One more thing before we talk about exercise. A realistic amount of weight to lose each week is one to two pounds. Following the above recommendations will make you feel more energized and will also help you drop the pounds you're wanting to shed. If you aren't at least losing one pound a week following this plan, it means your portion sizes are too big.
The remaining 20%
Now let's talk about what you need to take it up to 100% of your effort. Building muscle is what's necessary to turn your body into an efficient calorie burning factory. And this isn't about bulking up and looking like a body-builder, it's simply about the important role muscle plays in weight loss.
Because muscle requires more energy to simply exist on your body, it will burn more calories to sustain. Fat however, does not. 80% of your focus going to the above eating habits is what will help you lose fat, and your remaining 20% focus on building muscle will take your weight loss to the next level.
In order to build muscle, it is necessary to achieve true exercise. This means that the demand put upon the body must place an adequate level of intensity, which then forces the muscles to grow bigger and stronger.
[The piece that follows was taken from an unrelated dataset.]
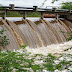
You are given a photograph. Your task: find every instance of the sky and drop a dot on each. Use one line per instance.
(30, 3)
The TSC-90 Workout provides that adequate level of intensity. It's safe, it's effective, and it's portable. It's the everyone anywhere workout! It requires two, twenty-minute workouts a week, and six exercises performed each session to see results. Basically what I'm trying to say is, it's the "absolutely no excuses workout".
TSC-90 is timed static contractions performed for 90 seconds. Each exercise unfolds like this:
The first 30 seconds is the warm-up phase, where you will use 50% of your effort
The next 30 seconds you will increase to 75 % of your full effort
At the one minute mark, you will increase to 90% of your full capacity
The final 10 seconds is 100%, full out effort, using whatever energy you have left
The portability of this workout is amazing! There is no need for bulky expensive equipment and it only requires two, twenty minute workouts each week to see results. The TSC-90 videos and protocols will coach you through each exercise and the only equipment you will need is: a phone timer, two foam yoga blocks, an 8-foot yoga belt (the locking, no-slip style), a bath towel, a table, and a chair. The TSC-90 Workout is safe, effective, and portable. You can do it anywhere!
Now that you have the tools you need to lose weight and feel great, it's time to get started! Focus and consistency is important, especially for the first 30 days. During this time you are replacing old habits and resetting your body's schedule. You are putting equity into your body and because of that your body will feel the benefits. If you commit to the above recommended eating habits and perform the TSC-90 Workout twice a week consistently for one month, you will see and feel a difference. And remember, if you aren't losing one to two pounds a week, or if you plateau with your rate of weight loss, it means you need to reduce your portion sizes. You've got this!